Neil A. Shneider, MD, PhD, a neurologist in the Department of Neurology at NewYork-Presbyterian/Columbia University Irving Medical Center, is leading a global phase 1-3 clinical trial of an experimental drug – jacifusen – that may alter the progression of amyotrophic lateral sclerosis (ALS). This new trial is based on promising results from a study at Columbia published in the January 24, 2022 issue of Nature Medicine that demonstrated that jacifusen lowered levels of FUS, a toxic protein, in an animal model.

“We found that a single infusion of the drug at birth effectively silenced the FUS gene, reduced FUS protein levels in the brain and spinal cord, and delayed motor neuron degeneration in the mice – all with no apparent side effects,” says Dr. Shneider, who is Director of the Eleanor and Lou Gehrig ALS Center at Columbia and the Claire Tow Associate Professor of Motor Neuron Disorders in the Department of Neurology at Columbia University Vagelos College of Physicians and Surgeons.

Dr. Neil Shneider

Dr. Shneider had used the drug previously in a last-resort treatment for a young woman, Jaci Hermstad, who had juvenile ALS, a rare and aggressive form of the disease that can affect individuals in their teens or 20s. He first met Jaci in 2018. Her identical twin sister had died of ALS caused by a genetic mutation in the FUS gene. Soon after, Jaci began to show signs and symptoms as well.

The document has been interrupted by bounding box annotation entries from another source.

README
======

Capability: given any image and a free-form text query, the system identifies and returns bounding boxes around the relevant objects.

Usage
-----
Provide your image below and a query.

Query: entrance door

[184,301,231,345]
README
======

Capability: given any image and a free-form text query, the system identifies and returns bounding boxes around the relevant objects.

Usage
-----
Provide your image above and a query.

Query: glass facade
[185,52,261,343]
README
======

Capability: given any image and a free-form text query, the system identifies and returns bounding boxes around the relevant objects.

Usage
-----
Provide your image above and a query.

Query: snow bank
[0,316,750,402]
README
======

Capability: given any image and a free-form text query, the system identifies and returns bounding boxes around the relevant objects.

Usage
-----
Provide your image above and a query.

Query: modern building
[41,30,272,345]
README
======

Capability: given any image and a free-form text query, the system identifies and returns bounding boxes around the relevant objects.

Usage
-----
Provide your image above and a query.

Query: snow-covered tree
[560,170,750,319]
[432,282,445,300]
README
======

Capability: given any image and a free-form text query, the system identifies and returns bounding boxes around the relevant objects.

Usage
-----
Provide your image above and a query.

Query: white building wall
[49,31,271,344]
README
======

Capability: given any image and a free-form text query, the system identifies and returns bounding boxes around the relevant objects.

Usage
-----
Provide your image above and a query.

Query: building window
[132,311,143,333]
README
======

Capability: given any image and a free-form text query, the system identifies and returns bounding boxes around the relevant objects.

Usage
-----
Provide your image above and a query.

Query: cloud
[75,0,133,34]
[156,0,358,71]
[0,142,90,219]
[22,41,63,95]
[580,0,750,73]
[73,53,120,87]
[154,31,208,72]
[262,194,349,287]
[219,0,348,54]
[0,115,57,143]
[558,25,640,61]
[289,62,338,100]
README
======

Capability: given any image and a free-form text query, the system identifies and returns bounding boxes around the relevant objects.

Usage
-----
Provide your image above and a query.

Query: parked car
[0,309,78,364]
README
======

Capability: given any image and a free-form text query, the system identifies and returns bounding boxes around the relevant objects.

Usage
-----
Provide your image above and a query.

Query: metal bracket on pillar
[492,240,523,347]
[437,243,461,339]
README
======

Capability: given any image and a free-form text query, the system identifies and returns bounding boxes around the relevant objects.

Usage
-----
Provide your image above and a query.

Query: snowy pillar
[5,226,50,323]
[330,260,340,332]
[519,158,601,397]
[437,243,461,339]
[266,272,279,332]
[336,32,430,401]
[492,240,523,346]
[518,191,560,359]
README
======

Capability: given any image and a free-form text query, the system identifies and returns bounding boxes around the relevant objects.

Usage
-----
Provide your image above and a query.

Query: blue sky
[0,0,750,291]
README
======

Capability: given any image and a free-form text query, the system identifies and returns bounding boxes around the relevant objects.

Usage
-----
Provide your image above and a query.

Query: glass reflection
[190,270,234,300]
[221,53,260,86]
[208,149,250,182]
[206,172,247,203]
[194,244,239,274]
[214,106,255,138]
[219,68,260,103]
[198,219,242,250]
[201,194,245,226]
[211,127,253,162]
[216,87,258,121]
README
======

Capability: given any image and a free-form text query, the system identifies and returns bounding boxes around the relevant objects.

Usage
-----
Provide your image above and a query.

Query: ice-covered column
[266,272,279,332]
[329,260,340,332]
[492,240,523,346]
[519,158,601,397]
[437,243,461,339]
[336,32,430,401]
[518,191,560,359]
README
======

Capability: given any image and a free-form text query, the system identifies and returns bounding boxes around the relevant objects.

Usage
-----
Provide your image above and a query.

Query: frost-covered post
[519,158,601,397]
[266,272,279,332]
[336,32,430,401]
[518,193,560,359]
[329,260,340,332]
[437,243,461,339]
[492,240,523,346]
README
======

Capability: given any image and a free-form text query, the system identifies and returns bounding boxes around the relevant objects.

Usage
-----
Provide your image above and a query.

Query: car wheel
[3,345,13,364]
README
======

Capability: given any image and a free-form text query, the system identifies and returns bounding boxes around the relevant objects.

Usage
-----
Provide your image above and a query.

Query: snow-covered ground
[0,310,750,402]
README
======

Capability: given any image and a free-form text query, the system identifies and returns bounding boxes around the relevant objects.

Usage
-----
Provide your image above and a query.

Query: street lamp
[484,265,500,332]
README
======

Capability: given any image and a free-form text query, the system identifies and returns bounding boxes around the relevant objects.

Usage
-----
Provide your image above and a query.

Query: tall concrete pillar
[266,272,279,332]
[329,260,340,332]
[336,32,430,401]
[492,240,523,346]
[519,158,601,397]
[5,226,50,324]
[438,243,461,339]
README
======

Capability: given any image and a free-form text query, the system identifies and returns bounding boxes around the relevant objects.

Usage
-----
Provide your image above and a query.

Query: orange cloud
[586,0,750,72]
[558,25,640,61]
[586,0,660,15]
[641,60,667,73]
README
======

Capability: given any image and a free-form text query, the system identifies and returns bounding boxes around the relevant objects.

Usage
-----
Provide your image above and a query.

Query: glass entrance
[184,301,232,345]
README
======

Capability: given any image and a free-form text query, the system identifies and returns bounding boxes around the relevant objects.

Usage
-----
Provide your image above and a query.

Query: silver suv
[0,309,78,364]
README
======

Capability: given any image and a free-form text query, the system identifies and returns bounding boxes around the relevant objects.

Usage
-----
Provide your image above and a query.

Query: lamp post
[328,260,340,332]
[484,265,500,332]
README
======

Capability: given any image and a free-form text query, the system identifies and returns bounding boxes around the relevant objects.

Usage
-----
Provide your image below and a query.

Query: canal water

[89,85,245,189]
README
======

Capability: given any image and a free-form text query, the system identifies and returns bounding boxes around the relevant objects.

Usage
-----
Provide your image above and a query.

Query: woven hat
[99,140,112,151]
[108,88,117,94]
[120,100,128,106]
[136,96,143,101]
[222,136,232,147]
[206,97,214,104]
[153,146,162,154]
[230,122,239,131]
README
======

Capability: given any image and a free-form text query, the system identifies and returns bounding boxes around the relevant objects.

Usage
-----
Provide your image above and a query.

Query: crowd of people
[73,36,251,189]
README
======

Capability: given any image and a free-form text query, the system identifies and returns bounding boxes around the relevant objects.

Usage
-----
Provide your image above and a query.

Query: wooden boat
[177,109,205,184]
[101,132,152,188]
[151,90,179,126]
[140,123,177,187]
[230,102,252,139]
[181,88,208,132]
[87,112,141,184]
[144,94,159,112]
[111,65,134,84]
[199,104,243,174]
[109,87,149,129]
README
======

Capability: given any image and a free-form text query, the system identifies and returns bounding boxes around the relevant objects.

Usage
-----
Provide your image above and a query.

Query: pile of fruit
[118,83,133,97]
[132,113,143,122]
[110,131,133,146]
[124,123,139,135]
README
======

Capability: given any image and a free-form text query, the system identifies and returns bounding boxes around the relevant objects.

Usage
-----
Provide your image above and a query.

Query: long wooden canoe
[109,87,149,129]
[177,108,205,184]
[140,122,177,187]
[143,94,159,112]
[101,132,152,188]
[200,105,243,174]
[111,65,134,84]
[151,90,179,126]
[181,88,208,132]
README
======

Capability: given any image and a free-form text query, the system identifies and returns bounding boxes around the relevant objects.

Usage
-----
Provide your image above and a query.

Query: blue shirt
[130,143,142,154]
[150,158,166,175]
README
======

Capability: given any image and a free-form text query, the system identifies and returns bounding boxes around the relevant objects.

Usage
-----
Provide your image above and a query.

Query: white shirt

Dr. Shneider immediately reached out to a leading developer of antisense therapeutics looking for a drug that shuts down production of the FUS protein to slow the progression of Jaci’s disease. This led to the identification of ION363, a compound that had effectively lowered FUS levels in a mouse model of FUS-related ALS. However, the drug had never been tested in humans. With remarkable speed, Dr. Shneider received special permission from the Food and Drug Administration to give the drug to Jaci through the FDA’s compassionate use program.

Jaci received the first of several doses of the drug in 2019. “We saw a significant slowdown in her functional decline, but sadly, her disease was already advanced by the time she began the treatment and she died about a year later,” says Dr. Shneider. “Examination of her brain tissue showed that treatment with the drug markedly reduced FUS protein aggregates in her brain cells. We found that it had a profound effect, virtually eliminating the toxic proteins in the central nervous system and reducing the burden of FUS pathology dramatically. At a molecular and cellular level, jacifusen – informally named for Jaci, the first person to receive the drug – was very effective at doing what we hoped it would do.”

“Our study in mice, along with our findings in Jaci’s case, suggest that the drug has the potential to delay or prevent ALS caused by mutant FUS before symptoms appear or to slow clinical progression after disease onset,” adds Dr. Shneider.

“At a molecular and cellular level, jacifusen – informally named for Jaci, the first person to receive the drug – was very effective at doing what we hoped it would do.” — Dr. Neil Shneider

Encouraging signs from 10 other patients who received jacifusen under the compassionate use program led to a pivotal phase 1-3 clinical trial of jacifusen at Columbia and multiple sites in the United States, Europe, and Asia. The trial, led by Dr. Shneider, will enroll at least 64 patients. “This trial will determine if jacifusen is safe, and if it can effectively slow disease progression in symptomatic FUS-ALS patients,” he says. “If approved, jacifusen would be the first treatment for this highly aggressive form of early-onset ALS.”

Future studies will determine whether jacifusen works if given to people with ALS-associated FUS mutations before they become symptomatic, as it did in the mouse studies.